What do you believe about God?
In my ministry, I have always placed a high value on learning and teaching correct doctrine. My entire ministry career, I have been waving the flag of Christian orthodoxy. I want every aspect of my life and ministry to herald biblical truth with a gospel-centered focus.
And yet, at the end of the day, if there’s a disconnect between what I confess to be true of God and what I actually believe in my heart to be true of God, then I am missing God.
Several years ago, I was going through a fairly dark season in my life. Marriage was harder than I thought it would be. I wanted to be a good leader in my home, but somehow, I could never seem to get it together. I was busy, stressed, ill-equipped and inadequate.
Ministry was also hard. I seemed to have a standing appointment with disappointment. I made rash decisions. I communicated poorly. I cared more about growing attendance than actually loving people.
I even reached a point where I had all but abandoned any close relationships because I believed no one could be trusted.
Disappointment + Frustration + Isolation = a recipe for disaster.
During that season, I began to question in my heart whether or not God really loved me. After all, I had committed my life to serving him, why was I experiencing so many disappointments and frustrations? It didn’t matter to me that Jesus had suffered and that he promised those who follow him would also suffer. Deep down I expected something different.

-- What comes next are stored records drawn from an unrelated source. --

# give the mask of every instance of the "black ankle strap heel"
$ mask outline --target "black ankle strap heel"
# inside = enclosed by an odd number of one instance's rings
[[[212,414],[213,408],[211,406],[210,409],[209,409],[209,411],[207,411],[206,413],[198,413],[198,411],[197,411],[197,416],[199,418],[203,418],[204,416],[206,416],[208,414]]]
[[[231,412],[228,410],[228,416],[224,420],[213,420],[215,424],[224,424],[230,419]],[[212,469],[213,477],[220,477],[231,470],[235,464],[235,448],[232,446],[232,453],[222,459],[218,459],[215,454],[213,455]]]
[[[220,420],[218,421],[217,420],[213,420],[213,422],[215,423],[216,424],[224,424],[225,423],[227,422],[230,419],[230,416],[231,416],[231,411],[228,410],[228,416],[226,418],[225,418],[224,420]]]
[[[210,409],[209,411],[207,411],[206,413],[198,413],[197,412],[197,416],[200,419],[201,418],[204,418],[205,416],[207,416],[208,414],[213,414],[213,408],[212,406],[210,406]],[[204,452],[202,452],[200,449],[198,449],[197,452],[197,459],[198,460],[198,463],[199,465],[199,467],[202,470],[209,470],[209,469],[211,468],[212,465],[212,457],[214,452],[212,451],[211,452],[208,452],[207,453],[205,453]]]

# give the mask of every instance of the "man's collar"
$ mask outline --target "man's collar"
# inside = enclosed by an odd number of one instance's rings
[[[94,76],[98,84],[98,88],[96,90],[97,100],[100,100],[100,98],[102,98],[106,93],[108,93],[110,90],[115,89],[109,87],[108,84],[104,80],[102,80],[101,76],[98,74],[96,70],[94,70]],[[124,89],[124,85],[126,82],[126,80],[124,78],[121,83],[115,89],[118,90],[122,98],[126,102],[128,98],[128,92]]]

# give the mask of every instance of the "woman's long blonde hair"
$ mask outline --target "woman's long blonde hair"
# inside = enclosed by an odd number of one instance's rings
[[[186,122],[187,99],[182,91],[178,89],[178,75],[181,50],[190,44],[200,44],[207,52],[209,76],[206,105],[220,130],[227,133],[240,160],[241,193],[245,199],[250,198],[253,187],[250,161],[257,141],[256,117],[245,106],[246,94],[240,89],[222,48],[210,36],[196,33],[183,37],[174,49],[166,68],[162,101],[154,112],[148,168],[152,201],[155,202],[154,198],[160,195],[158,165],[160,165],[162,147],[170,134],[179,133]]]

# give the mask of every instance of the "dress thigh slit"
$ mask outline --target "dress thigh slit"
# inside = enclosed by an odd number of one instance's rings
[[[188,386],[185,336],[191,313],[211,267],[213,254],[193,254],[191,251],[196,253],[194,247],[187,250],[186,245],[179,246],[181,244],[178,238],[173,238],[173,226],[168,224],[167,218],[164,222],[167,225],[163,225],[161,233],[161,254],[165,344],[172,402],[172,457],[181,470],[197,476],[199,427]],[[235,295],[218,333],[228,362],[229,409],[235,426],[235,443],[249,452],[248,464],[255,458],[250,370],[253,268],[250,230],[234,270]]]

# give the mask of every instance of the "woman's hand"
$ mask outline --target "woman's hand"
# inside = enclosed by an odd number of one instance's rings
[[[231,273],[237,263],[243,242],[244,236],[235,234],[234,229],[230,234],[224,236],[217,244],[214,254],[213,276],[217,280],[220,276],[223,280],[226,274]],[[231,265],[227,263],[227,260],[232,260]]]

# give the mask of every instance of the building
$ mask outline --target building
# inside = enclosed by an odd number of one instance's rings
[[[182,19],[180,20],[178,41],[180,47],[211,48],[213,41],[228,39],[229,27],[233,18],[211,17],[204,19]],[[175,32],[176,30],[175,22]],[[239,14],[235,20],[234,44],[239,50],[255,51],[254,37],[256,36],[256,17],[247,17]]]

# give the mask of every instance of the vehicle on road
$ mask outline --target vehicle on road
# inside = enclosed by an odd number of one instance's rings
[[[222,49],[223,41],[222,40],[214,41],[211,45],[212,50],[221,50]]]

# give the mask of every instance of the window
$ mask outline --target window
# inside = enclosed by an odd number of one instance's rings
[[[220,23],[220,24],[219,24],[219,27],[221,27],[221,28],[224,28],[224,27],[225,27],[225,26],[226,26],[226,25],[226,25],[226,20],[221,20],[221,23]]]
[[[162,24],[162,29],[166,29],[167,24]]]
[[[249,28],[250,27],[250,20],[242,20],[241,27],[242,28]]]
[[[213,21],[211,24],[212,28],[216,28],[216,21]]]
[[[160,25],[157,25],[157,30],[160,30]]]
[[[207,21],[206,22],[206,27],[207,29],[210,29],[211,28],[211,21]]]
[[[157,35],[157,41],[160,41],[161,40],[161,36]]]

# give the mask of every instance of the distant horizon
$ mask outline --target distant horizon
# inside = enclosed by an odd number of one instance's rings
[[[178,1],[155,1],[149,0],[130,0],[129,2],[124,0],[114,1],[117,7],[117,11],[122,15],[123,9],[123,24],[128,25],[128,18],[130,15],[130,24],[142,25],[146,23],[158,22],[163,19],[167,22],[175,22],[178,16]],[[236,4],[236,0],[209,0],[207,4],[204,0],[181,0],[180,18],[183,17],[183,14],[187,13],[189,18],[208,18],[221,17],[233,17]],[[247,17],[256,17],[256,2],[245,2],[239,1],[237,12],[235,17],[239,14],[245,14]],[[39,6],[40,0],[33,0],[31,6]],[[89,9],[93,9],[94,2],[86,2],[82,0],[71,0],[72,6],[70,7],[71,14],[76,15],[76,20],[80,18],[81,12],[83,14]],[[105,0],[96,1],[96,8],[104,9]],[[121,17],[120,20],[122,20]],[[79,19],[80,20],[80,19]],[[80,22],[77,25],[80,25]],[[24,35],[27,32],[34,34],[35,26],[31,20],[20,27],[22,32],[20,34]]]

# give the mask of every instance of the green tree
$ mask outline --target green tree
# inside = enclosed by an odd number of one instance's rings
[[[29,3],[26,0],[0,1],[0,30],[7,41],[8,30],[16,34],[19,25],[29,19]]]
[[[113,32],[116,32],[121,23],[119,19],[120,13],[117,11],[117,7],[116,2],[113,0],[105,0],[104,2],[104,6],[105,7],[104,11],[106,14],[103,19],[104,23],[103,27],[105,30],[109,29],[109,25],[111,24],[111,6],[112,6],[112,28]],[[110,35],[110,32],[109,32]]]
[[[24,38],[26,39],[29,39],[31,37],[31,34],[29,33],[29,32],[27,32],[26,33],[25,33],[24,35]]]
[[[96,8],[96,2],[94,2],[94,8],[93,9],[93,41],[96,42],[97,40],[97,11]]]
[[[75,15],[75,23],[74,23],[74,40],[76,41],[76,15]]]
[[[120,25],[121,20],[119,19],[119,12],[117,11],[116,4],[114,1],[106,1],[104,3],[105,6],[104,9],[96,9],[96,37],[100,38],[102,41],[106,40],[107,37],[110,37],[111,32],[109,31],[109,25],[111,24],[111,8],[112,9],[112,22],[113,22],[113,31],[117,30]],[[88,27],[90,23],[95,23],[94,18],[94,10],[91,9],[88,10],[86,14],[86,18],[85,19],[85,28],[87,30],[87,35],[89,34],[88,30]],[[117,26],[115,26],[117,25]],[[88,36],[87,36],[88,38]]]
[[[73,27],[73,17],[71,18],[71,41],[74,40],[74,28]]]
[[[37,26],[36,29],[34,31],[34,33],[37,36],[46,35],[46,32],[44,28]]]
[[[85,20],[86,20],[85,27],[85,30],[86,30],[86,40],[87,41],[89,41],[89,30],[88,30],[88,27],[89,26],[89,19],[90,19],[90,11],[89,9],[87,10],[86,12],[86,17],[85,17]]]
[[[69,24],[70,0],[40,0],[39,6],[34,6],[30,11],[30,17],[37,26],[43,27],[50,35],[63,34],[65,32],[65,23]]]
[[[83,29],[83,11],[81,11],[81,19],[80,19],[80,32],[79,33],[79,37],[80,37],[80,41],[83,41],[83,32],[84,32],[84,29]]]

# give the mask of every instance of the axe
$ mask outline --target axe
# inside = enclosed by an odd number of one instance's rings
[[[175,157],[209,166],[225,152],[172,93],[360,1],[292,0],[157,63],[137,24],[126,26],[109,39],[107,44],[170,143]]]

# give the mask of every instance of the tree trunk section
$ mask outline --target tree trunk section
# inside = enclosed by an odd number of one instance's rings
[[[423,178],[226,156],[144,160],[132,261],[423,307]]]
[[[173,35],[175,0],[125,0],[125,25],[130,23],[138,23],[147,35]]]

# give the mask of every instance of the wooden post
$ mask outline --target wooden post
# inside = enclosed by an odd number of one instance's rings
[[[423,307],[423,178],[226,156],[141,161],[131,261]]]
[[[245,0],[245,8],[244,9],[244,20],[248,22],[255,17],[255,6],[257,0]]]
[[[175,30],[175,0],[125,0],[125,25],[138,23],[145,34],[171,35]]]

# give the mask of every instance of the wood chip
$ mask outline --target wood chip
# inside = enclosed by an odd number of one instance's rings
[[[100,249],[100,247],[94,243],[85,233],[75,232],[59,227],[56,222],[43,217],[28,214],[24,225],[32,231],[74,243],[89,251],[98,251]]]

I expected a life full of his richest blessings, so when those blessings didn’t arrive in the time or packaging I expected, I began to believe in my heart that God didn’t really love me. I would faithfully proclaim from the pulpit that God is love, but in my heart, I wasn’t so sure.
I got caught up in my own bitterness to the point that what I believed in my heart didn’t match my confession.
A.W. Tozer puts it this way in his book, The Knowledge of the Holy:
"Compared with our actual thoughts about him, our creedal statements are of little consequence. Our real idea of God may lie buried under the rubbish of conventional religious notions and may require an intelligent and vigorous search before it is finally unearthed for what it is. Only after a painful self-probing are we likely to discover what we actually believe about God."
Compared to our actual thoughts about God, our creedal statements are of little consequence. Our incorrect thoughts and attitudes don’t diminish God, but they absolutely diminish our joy and our experience of life in Christ.
Thankfully, the Lord is patient and faithful. He brought friends into my life who gave me the gospel clearly and with authority. Through his Spirit, his word and a community full of his people, God has reoriented my heart into alignment with my confession.
Today, I have “come to know and to believe the love that God has for us. God is love, and whoever abides in love abides in God, and God abides in him.” – 1 John 4:16
Perhaps you are facing a similar struggle today. In the face of overwhelming frustrations, it’s easy to believe God has abandoned you or he’s not in control, but that’s not true. God will never abandon his people. He’s available to you right now.
My encouragement for you today is to examine yourself and ask the question, “Do I really believe God is who he says he is?" And if so, "Do my attitudes and actions reflect that belief?”
Think big thoughts of God and trust him with every part of your life. He loves you, and he wants you to love him too.